Mais il était tout aussi intéressant de voir combien le bouche à oreille fonctionnait entre amateurs ouverts (et entre exposants… ;-)) et comment, d’heure en heure, la fréquentation de certains stands augmentait alors que celle de beaucoup d’autres, pourtant bien plus réputés, s’amenuisait. La roue tourne, lentement, mais elle tourne quand même en direction de la vraie qualité et de l’émotion sincère, et c’est encourageant. Parce qu’attention, sur un salon comme celui ci, la compétition est drôlement rude : à notre gauche, l’ami Jérôme Bressy avec des 2004 d’anthologie ; à notre droite, le redoutable Domaine de la Mordorée, pas peu fier de ses incroyables cuvées « Reines des Bois » et autre « Plume du Peintre », franchement inoubliable. En face, Pibarnon, force tranquille du Mourvèdre, au stand littéralement pris d’assaut, aux vins « références ». Á « 3 heures », Alain Brumont, en personne, montre qu’il n’a rien perdu de son énergie et de son incroyable talent en servant un 2002 qui laisse sans voix, la fameuse cuvée La Tyre. Pour aller dans ce genre de salon, le vigneron doit vraiment être sur de la qualité et de la personnalité de son vin, parce que là, toute faiblesse ou toute exagération saute aux yeux…

Vendredi, à l’ouverture du salon, en me dirigeant vers mon stand, une angoisse, justement, m’a saisi : comment allaient se goûter les vins du Clos des Fées ? Moi qui suis si fier d’avoir des vins « vivants », changeants, parfois fantasques, j’ai souhaité intérieurement très fort qu’ils se présentent ce jour là à leur avantage. Et bien j’ai été, je pense, exaucé. Je ne sais pas si c’est le Louvre, les vibrations de ce lieu chargé d’histoire, l’énergie de ces millions de personnes qui passent par là chaque année, le climat, les basses pressions ou les forces cosmiques, mais ce jour-là, les 2004 se sont montrés particulièrement enjoués et charmeurs. Sauf le vieilles vignes, peut-être, qui, à un moment, s’est mis à présenter une petite réduction, ce qu’il ne m’avait jamais fait. Surprise ! Bon, il vaut mieux ça que d’être assommé et stérilisé par l’excès de SO2 et je suis certain qu’il saura se montrer sous de meilleurs auspices lors d’un prochain débouchage, comme il l’a toujours fait jusqu’à présent.

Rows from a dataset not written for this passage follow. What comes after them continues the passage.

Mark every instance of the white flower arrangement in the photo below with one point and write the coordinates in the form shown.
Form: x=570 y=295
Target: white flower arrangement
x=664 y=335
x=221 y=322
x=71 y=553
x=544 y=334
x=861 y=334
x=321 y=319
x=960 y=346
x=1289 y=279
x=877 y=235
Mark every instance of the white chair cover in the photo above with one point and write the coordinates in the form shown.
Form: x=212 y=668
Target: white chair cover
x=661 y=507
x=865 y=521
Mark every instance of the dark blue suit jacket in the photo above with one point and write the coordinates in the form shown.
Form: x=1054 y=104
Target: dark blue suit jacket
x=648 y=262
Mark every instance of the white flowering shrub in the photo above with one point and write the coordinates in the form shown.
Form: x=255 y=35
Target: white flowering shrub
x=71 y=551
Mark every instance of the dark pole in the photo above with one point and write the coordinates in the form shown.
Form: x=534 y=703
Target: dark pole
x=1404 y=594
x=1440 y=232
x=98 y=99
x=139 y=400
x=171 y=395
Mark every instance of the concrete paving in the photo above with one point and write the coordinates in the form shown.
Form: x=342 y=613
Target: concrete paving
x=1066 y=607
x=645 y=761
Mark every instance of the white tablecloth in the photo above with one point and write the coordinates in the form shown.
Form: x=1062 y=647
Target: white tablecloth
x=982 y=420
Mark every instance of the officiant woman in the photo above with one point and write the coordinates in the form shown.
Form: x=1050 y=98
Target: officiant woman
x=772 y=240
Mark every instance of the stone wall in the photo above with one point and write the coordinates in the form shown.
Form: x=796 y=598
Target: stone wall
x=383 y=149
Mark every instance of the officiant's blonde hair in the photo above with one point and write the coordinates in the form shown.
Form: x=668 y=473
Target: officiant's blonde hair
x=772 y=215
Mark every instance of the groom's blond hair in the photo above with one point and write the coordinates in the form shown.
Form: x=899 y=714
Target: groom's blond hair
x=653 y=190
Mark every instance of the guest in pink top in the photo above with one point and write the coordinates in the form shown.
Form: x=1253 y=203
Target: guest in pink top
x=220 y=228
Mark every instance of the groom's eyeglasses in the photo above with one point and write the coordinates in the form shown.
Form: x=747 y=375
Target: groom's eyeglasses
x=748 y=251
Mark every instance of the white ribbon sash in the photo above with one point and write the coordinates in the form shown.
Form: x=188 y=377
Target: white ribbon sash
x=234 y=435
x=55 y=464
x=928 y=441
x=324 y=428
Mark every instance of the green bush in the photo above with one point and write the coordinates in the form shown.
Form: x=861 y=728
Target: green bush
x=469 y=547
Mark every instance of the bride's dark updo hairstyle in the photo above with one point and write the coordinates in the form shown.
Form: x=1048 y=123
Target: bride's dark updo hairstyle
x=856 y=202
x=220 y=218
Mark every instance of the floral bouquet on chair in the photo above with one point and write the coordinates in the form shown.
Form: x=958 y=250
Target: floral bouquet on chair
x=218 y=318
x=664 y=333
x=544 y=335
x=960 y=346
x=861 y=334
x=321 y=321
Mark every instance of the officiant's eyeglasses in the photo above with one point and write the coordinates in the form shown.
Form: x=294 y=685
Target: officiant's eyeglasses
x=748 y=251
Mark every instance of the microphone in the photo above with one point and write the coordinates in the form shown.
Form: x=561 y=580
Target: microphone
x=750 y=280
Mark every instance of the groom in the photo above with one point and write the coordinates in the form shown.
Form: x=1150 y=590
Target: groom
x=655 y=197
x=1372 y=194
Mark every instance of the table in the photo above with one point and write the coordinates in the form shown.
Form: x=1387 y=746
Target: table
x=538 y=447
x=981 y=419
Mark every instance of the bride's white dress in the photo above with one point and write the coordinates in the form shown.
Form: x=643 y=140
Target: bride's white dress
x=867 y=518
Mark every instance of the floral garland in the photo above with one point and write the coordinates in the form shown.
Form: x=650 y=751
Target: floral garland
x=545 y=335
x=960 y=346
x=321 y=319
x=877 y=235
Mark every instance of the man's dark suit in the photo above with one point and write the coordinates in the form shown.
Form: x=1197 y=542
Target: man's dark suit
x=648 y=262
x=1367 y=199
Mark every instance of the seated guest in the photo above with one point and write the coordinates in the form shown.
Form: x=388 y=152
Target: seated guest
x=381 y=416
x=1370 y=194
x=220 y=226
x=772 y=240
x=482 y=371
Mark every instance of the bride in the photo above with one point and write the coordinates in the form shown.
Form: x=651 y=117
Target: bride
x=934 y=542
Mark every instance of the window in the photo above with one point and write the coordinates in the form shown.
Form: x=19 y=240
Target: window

Bon, un regret quand même, celui de ne pouvoir vous faire part de toutes les réactions glanées ici et là sur le salon, de vous raconter les indiscrétions, les potins, les avis officieux parfois bien différents des officiels ;-)), les vacheries, les rumeurs… Ah, si je pouvais tout vous dire ;-)) Enfin, je me souviendrai longtemps de quelques dégustations, où, « backstage », il était hilarant de déguster un vin, comment dire, pour le moins « discutable » en écoutant, derrière le mur, son producteur en faire l’apologie… Mais ce blog n’est pas un journal à scandale et je dois lutter, je le sais, contre ma propension naturelle à jouer à la commère ;-)). Merci à tous ceux qui sont venus déguster. Merci de nous soutenir. Merci de nous encourager à aller toujours plus loin dans notre recherche de la perfection.